November 10, 2011 – A new report from Temkin Group finds that only 10 percent of firms have good customer experience metrics programs. Temkin, a customer experience research and consulting firm, surveyed more than 200 customer metrics programs in large organizations. Through a self-assessment questionnaire, Temkin found that only 41 percent of executives look at customer experience metrics more frequently than once per quarter. 

Companies use a wide range of metrics to track customer experiences. In general, there are four layers of customer experience metrics: behaviors, attitudes, perceptions and interactions. Metrics include measurements based on trackable characteristics that range from customer recommendations to brand preferences to emotional satisfaction to time on a call.

Overall, the study found the tasks of customer service, satisfaction and phone interaction were accomplished “fairly well” by organizations. The study showed that 52 percent of organizations are good at collecting and communicating customer experience metrics and 19 percent are good at making tradeoffs between financial and customer experience metrics.

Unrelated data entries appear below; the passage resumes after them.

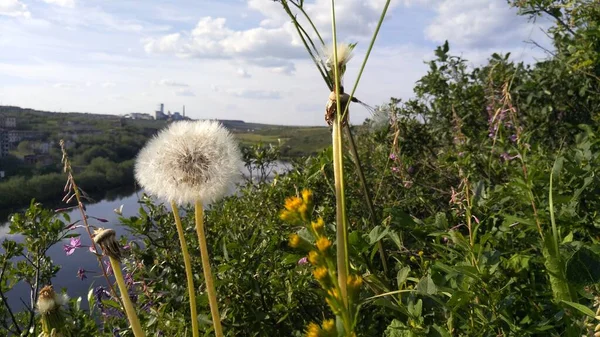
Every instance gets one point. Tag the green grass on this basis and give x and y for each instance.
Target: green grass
(294, 141)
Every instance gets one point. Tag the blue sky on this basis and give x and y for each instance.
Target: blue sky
(232, 59)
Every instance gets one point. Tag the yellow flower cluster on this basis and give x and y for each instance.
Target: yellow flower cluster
(297, 208)
(327, 329)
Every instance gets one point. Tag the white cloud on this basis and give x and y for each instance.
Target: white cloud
(61, 3)
(14, 8)
(242, 72)
(478, 24)
(184, 92)
(64, 85)
(274, 43)
(258, 94)
(171, 83)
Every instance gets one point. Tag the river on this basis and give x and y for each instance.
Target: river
(82, 258)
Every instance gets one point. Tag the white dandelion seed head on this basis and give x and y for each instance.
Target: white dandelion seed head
(189, 161)
(344, 51)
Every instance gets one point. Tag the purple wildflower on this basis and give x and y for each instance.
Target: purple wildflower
(128, 279)
(74, 244)
(108, 268)
(99, 294)
(81, 273)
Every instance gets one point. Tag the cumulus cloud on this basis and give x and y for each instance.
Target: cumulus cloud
(478, 24)
(184, 92)
(61, 3)
(272, 42)
(171, 83)
(14, 8)
(241, 72)
(249, 93)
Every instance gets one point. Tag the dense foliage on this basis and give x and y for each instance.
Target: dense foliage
(486, 195)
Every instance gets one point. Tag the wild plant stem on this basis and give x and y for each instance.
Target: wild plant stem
(310, 21)
(338, 169)
(363, 183)
(129, 310)
(371, 44)
(210, 286)
(188, 271)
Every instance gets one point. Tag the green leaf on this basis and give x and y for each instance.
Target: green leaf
(580, 307)
(402, 275)
(377, 234)
(583, 268)
(426, 286)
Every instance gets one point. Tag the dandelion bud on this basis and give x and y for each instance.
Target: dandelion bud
(106, 238)
(49, 306)
(321, 274)
(323, 244)
(318, 226)
(313, 330)
(329, 327)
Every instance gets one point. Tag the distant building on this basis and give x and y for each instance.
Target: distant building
(160, 113)
(138, 115)
(4, 144)
(8, 122)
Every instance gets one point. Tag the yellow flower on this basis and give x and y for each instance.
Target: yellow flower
(329, 326)
(323, 244)
(313, 258)
(321, 274)
(318, 226)
(292, 204)
(354, 281)
(307, 197)
(295, 240)
(313, 330)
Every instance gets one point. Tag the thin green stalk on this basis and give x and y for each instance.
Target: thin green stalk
(362, 67)
(129, 310)
(188, 271)
(301, 8)
(299, 29)
(210, 286)
(551, 205)
(338, 167)
(363, 183)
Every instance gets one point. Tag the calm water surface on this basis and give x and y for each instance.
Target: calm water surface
(82, 258)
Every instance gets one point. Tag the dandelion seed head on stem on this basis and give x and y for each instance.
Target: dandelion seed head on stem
(189, 161)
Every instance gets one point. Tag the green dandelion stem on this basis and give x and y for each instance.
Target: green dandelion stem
(210, 286)
(129, 310)
(338, 168)
(362, 67)
(188, 271)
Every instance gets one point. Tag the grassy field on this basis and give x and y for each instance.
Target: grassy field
(294, 141)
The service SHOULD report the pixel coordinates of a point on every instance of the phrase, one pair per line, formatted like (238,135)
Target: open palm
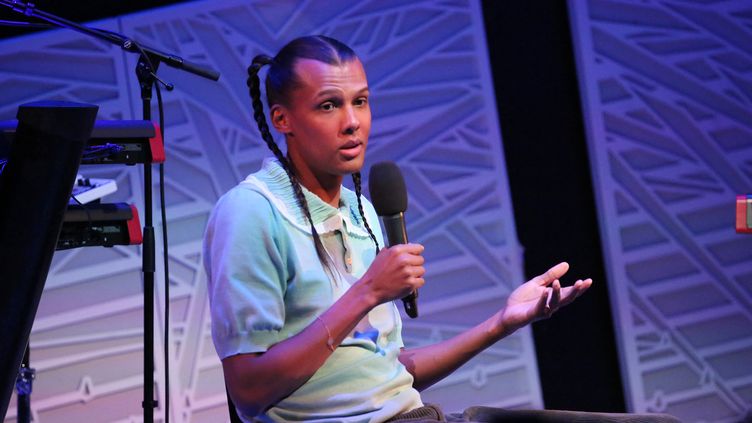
(540,297)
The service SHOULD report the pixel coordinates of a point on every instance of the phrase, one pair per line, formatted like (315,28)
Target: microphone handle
(396,233)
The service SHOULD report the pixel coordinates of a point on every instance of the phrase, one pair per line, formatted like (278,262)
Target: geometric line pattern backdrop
(667,100)
(434,113)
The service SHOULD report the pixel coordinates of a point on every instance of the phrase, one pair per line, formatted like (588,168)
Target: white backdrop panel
(667,100)
(434,114)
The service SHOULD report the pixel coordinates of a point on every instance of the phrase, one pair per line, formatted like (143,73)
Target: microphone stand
(148,62)
(24,383)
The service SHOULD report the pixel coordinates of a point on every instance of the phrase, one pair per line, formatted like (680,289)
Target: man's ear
(279,118)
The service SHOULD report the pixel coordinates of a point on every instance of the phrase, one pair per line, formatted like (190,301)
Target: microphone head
(387,187)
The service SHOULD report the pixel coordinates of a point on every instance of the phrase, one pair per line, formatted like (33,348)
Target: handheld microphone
(389,198)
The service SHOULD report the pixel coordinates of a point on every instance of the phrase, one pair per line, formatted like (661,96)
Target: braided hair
(280,82)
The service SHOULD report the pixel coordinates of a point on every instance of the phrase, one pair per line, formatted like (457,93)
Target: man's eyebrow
(333,91)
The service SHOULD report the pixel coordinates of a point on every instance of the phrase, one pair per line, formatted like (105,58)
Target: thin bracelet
(330,341)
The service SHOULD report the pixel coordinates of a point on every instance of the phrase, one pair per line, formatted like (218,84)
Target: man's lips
(351,149)
(351,144)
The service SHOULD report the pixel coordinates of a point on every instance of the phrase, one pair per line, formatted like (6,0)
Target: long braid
(253,83)
(356,182)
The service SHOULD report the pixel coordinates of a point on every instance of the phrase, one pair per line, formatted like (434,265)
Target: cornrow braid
(356,182)
(254,84)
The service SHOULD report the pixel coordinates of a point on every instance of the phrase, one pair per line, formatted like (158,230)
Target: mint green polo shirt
(266,284)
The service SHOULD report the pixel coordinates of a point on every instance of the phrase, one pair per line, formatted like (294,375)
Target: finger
(540,306)
(553,273)
(412,260)
(570,293)
(411,248)
(555,296)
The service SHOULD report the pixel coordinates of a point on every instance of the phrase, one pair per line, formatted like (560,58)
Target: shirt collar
(272,182)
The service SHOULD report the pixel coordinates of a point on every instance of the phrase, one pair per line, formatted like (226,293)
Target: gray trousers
(432,413)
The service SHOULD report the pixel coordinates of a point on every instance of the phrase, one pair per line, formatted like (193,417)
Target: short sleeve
(245,262)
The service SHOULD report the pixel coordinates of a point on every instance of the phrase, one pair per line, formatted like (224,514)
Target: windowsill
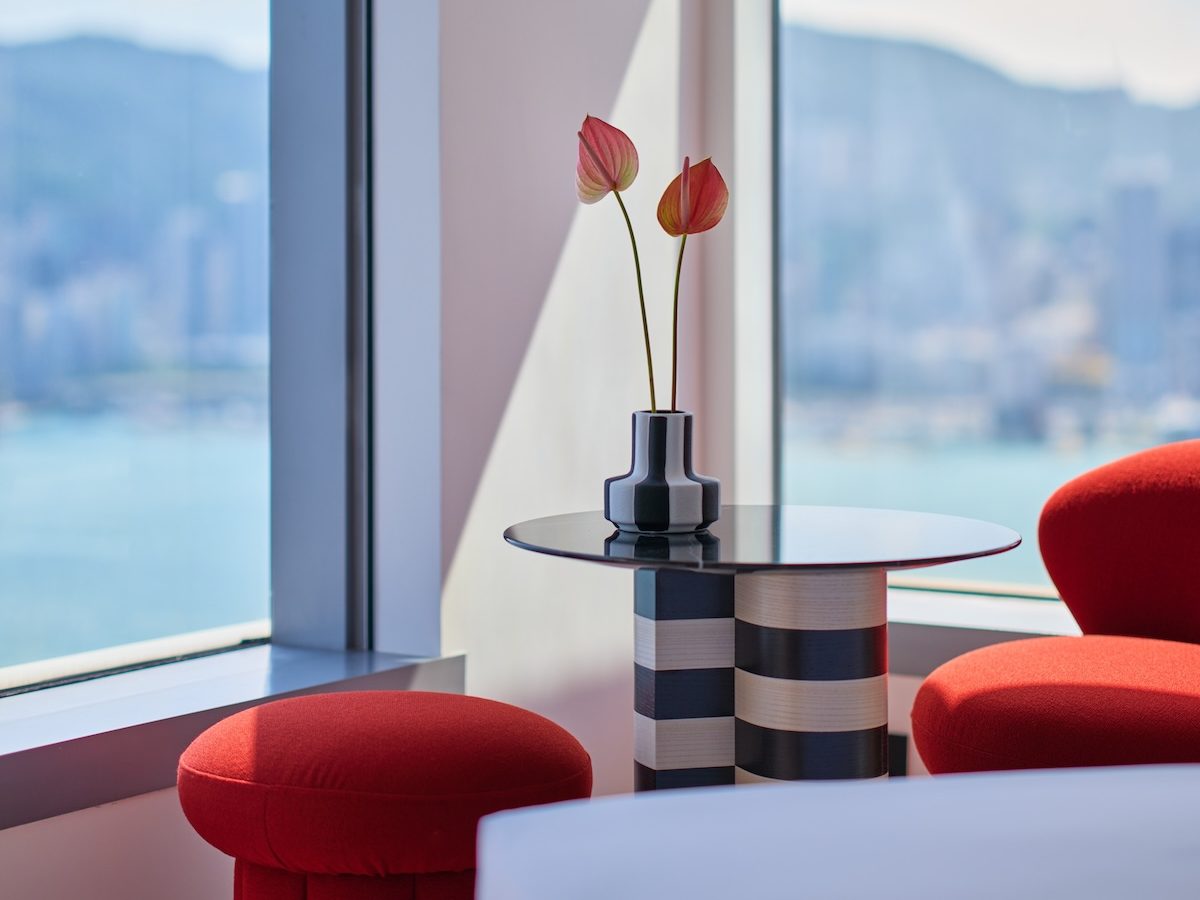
(928,628)
(94,742)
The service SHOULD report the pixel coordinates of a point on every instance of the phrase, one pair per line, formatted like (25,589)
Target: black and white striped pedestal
(810,684)
(683,720)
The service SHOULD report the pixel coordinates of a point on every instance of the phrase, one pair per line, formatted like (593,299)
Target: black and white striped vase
(660,493)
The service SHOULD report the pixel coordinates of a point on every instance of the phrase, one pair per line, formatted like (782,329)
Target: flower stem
(675,327)
(641,300)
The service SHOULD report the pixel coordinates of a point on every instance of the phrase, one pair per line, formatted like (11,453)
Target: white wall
(534,280)
(138,849)
(539,300)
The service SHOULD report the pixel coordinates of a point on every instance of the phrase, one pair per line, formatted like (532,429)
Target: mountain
(107,137)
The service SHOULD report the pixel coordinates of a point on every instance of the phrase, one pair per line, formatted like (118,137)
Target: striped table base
(760,677)
(683,679)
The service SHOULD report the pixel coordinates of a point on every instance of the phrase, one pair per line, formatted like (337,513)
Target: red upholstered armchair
(1122,545)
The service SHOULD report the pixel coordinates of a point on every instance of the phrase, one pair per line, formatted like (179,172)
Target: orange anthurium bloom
(607,160)
(695,201)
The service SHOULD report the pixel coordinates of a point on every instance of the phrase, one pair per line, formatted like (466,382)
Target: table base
(760,677)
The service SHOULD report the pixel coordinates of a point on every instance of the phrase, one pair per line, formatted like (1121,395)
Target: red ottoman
(1122,545)
(370,795)
(1049,702)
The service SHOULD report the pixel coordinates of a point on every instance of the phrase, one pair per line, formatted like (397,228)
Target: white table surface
(1080,833)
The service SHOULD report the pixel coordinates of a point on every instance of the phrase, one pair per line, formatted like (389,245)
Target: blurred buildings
(970,258)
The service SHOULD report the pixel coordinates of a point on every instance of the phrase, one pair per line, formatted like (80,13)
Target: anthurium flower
(607,160)
(609,165)
(695,201)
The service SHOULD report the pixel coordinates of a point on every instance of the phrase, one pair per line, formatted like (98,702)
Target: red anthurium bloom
(607,160)
(695,201)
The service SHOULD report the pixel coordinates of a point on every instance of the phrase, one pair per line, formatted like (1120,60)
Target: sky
(1149,47)
(234,30)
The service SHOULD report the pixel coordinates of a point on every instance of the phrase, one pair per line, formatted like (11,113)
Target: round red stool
(1050,702)
(1122,545)
(370,795)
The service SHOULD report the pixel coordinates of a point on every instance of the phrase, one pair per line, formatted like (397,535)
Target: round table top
(761,538)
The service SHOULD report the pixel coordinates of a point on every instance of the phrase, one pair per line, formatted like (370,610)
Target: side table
(761,645)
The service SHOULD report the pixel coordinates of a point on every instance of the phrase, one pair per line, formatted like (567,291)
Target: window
(133,323)
(989,274)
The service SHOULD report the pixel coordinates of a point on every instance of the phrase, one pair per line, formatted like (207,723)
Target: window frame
(341,395)
(900,581)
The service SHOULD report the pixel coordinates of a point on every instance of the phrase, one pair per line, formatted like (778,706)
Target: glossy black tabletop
(761,538)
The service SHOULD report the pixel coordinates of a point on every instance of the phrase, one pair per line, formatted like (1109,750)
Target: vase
(661,493)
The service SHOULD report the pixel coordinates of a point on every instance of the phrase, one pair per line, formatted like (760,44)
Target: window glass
(989,251)
(133,322)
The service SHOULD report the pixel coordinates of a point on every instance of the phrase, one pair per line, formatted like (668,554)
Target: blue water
(113,532)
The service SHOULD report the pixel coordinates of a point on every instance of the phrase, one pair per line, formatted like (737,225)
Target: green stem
(675,328)
(641,300)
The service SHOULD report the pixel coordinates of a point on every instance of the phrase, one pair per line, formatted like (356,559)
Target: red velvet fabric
(1051,702)
(372,783)
(257,882)
(1122,545)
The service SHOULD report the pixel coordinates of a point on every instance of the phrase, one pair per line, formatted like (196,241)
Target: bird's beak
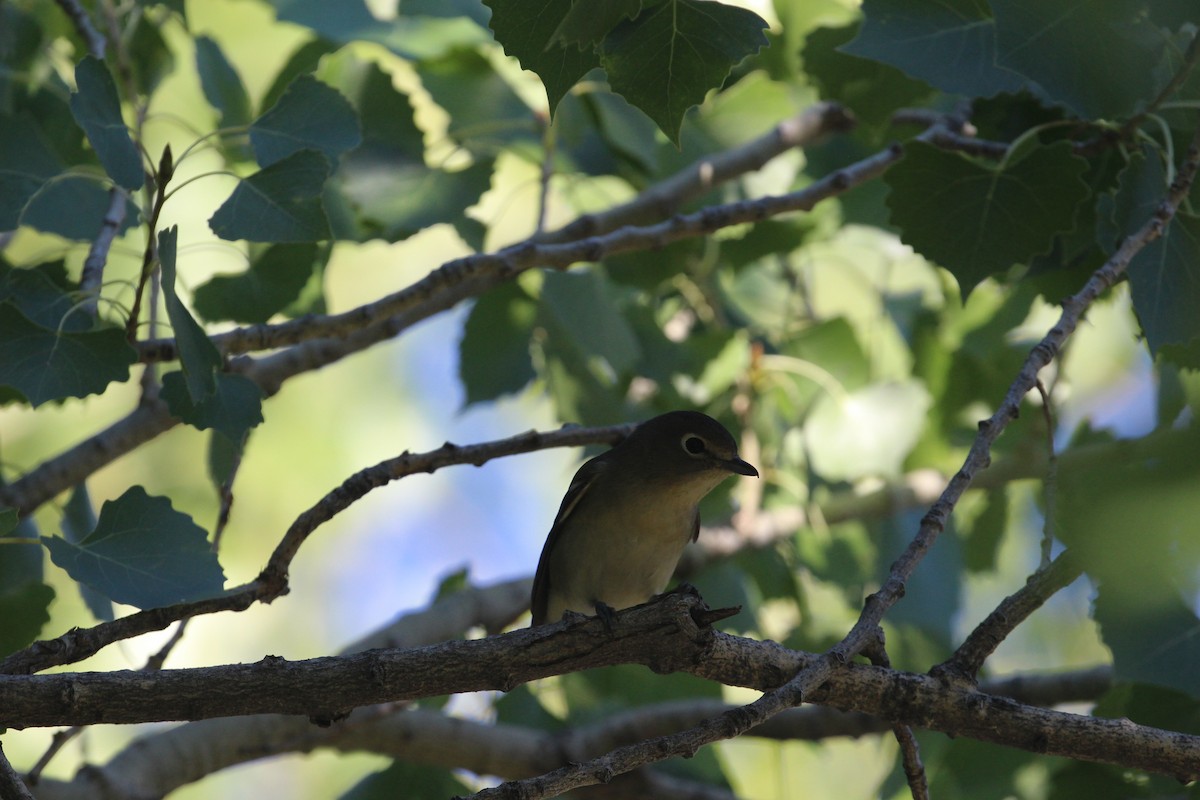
(741,467)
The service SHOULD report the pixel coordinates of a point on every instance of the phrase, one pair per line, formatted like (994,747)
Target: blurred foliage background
(853,347)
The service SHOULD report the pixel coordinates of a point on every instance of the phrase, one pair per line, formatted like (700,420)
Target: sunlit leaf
(867,432)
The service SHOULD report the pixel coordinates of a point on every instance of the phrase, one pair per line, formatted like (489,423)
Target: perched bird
(628,515)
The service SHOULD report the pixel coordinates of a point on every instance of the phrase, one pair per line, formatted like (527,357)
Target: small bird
(628,515)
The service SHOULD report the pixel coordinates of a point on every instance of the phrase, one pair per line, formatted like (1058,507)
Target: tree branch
(661,635)
(81,643)
(669,196)
(366,325)
(1014,609)
(805,683)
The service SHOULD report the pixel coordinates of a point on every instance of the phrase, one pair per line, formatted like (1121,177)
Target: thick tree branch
(661,635)
(807,680)
(165,761)
(327,340)
(81,643)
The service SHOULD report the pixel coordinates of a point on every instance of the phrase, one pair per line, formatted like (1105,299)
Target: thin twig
(1050,485)
(449,284)
(1191,58)
(472,275)
(93,275)
(1014,609)
(809,679)
(910,751)
(273,582)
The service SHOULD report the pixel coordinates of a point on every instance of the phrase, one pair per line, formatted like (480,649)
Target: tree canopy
(935,264)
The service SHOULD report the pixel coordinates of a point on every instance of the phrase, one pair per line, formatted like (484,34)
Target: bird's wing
(583,480)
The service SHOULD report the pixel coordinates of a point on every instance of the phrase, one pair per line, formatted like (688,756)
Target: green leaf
(78,521)
(667,59)
(221,83)
(985,533)
(310,115)
(873,89)
(234,407)
(143,553)
(24,599)
(1146,582)
(27,162)
(947,43)
(223,458)
(493,354)
(273,281)
(526,29)
(1164,277)
(43,365)
(409,37)
(21,564)
(977,218)
(867,432)
(41,294)
(582,307)
(280,203)
(97,109)
(303,60)
(399,203)
(407,780)
(198,356)
(588,20)
(24,612)
(73,206)
(150,56)
(485,113)
(385,178)
(1097,60)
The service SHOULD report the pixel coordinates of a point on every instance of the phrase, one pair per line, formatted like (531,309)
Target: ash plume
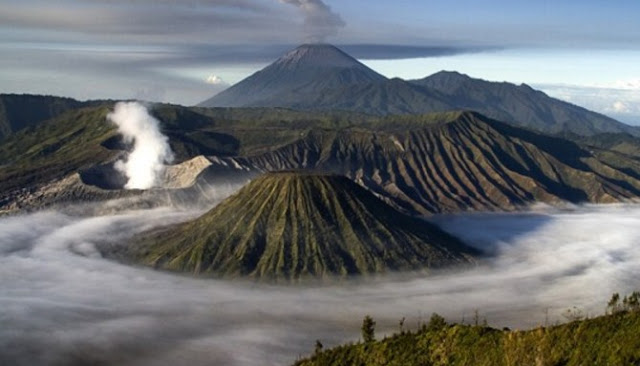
(61,303)
(320,21)
(150,147)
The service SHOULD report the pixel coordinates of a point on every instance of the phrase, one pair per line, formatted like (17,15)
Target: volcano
(294,225)
(308,70)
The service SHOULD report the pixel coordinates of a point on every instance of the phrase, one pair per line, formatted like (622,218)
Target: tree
(614,303)
(368,329)
(436,322)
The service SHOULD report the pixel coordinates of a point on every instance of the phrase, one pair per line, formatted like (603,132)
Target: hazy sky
(184,51)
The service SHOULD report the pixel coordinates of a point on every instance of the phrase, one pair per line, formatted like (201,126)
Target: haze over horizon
(183,52)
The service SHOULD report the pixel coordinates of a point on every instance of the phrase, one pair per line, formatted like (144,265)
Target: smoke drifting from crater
(150,147)
(320,21)
(62,304)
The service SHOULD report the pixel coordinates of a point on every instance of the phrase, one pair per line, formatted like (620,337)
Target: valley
(216,195)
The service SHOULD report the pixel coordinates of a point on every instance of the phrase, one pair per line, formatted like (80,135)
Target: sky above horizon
(586,52)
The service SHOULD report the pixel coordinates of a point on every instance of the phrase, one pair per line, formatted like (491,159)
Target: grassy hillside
(443,162)
(19,111)
(610,340)
(53,149)
(292,225)
(466,161)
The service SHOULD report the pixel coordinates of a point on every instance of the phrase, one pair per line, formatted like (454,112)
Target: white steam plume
(320,21)
(150,147)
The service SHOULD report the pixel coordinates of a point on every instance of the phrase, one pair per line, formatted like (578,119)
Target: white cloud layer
(215,80)
(61,303)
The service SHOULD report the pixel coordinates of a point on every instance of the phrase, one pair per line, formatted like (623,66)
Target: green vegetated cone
(293,225)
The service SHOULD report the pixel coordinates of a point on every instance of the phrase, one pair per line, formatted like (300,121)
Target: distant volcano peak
(292,225)
(318,55)
(302,73)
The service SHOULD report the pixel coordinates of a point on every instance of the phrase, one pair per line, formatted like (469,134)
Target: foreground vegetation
(611,339)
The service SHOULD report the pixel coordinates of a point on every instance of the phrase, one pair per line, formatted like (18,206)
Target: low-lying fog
(62,304)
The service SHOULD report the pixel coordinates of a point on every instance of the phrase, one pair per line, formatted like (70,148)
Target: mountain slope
(289,225)
(321,77)
(19,111)
(307,70)
(605,340)
(520,105)
(469,162)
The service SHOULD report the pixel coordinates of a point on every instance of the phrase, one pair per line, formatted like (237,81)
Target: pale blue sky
(585,51)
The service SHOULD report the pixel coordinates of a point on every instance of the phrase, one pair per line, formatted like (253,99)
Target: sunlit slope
(470,162)
(291,225)
(607,340)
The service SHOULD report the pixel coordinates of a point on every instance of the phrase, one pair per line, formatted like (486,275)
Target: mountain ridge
(366,91)
(292,225)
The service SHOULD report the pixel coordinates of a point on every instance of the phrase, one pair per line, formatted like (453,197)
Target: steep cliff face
(468,163)
(293,225)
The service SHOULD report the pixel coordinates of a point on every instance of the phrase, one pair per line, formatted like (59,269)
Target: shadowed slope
(308,70)
(291,225)
(520,105)
(471,162)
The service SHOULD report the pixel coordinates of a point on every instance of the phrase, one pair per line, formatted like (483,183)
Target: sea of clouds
(61,303)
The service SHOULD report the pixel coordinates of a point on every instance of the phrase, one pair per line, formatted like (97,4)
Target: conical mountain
(310,69)
(292,225)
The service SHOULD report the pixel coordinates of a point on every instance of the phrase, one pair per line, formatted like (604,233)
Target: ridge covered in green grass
(293,225)
(610,340)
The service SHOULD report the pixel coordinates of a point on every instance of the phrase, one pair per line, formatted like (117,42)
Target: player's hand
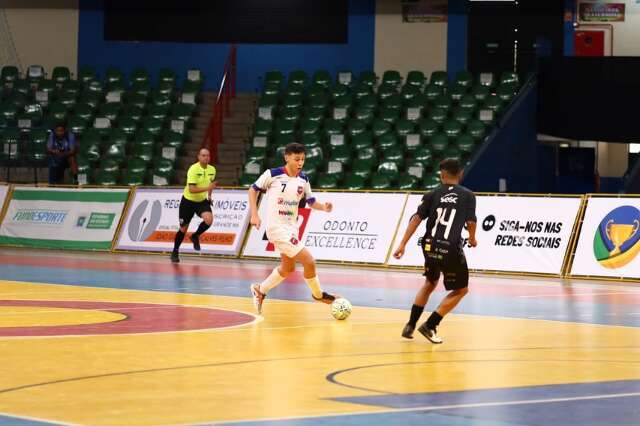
(255,221)
(399,251)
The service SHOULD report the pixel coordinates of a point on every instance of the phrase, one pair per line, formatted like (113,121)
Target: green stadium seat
(380,182)
(139,75)
(433,91)
(87,75)
(391,77)
(464,78)
(137,165)
(416,79)
(380,127)
(487,79)
(407,182)
(404,127)
(452,129)
(465,144)
(353,182)
(457,92)
(362,141)
(439,78)
(107,178)
(327,181)
(322,78)
(387,141)
(131,178)
(369,78)
(167,75)
(385,90)
(439,143)
(476,129)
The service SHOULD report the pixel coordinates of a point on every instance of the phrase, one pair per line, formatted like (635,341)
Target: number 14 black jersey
(446,209)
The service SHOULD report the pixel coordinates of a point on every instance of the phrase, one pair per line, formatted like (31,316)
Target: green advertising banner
(79,219)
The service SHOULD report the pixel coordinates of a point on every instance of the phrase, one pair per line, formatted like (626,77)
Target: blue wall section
(457,37)
(253,59)
(512,151)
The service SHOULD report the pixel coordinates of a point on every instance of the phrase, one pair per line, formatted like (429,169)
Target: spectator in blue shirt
(62,149)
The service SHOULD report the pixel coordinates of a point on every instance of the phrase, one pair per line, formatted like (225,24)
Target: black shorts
(188,208)
(456,272)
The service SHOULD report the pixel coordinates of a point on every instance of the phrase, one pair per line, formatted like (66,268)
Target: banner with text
(359,229)
(152,222)
(514,234)
(79,219)
(609,241)
(4,189)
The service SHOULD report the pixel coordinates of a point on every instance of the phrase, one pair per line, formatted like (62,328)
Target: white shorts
(285,241)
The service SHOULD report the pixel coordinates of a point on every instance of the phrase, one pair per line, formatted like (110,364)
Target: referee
(196,199)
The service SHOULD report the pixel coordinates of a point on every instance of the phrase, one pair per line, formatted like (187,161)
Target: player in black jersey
(447,209)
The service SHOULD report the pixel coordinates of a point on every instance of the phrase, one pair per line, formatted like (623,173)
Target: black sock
(178,241)
(434,320)
(203,227)
(416,311)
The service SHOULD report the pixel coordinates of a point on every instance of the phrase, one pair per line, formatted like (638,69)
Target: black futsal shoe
(407,331)
(195,239)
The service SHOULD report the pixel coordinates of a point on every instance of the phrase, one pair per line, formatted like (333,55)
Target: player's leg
(456,280)
(204,211)
(185,213)
(282,241)
(311,277)
(432,276)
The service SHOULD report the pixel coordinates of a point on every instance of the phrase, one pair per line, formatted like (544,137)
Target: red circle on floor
(139,318)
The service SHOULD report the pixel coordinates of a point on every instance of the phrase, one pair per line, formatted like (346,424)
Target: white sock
(272,280)
(314,285)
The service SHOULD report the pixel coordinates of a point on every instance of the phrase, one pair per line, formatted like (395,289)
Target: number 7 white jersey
(284,194)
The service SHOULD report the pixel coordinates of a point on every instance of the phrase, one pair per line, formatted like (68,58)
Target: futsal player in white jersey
(286,187)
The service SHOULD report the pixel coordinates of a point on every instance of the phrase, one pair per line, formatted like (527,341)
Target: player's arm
(316,205)
(472,221)
(411,228)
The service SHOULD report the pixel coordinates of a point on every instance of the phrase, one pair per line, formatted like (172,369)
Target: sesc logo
(488,223)
(144,220)
(617,239)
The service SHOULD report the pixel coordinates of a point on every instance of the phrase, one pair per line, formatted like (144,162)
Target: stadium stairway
(235,137)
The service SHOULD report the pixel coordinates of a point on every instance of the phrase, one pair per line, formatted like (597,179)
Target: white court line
(577,294)
(444,407)
(36,419)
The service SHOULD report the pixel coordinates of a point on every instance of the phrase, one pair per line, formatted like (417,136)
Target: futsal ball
(341,308)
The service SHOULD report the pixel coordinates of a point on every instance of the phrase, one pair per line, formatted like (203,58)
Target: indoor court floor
(122,339)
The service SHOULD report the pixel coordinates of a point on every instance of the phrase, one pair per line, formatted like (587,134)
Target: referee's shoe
(195,239)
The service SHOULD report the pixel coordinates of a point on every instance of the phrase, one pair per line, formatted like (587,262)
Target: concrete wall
(407,46)
(44,32)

Temkin’s assessment also revealed some less-effective metrics in terms of measuring customers across the lifecycle. The emotional response of customers and cross-channel interactions were also difficult to discern. Generally, Temkin Group found that companies haven’t integrated customer experience metrics into their decision-making or operational processes, a potential source of great benefit.

Different elements of experience measurement were found to have varying effectiveness. For example, 60 percent of the metrics were found to be effective at measuring customer service, and 39 percent were found to be effective at measuring new customers.

Obstacles to successful insight include limited visibility of customer experience metrics and lack of taking action, which came out as the top issues. Temkin suggests that companies need to identify the interactions that have the largest impact on customer perceptions. In turn, Temkin advises supporting the business and brand strategy via those elements that drive the most changes in customer attitudes and behaviors.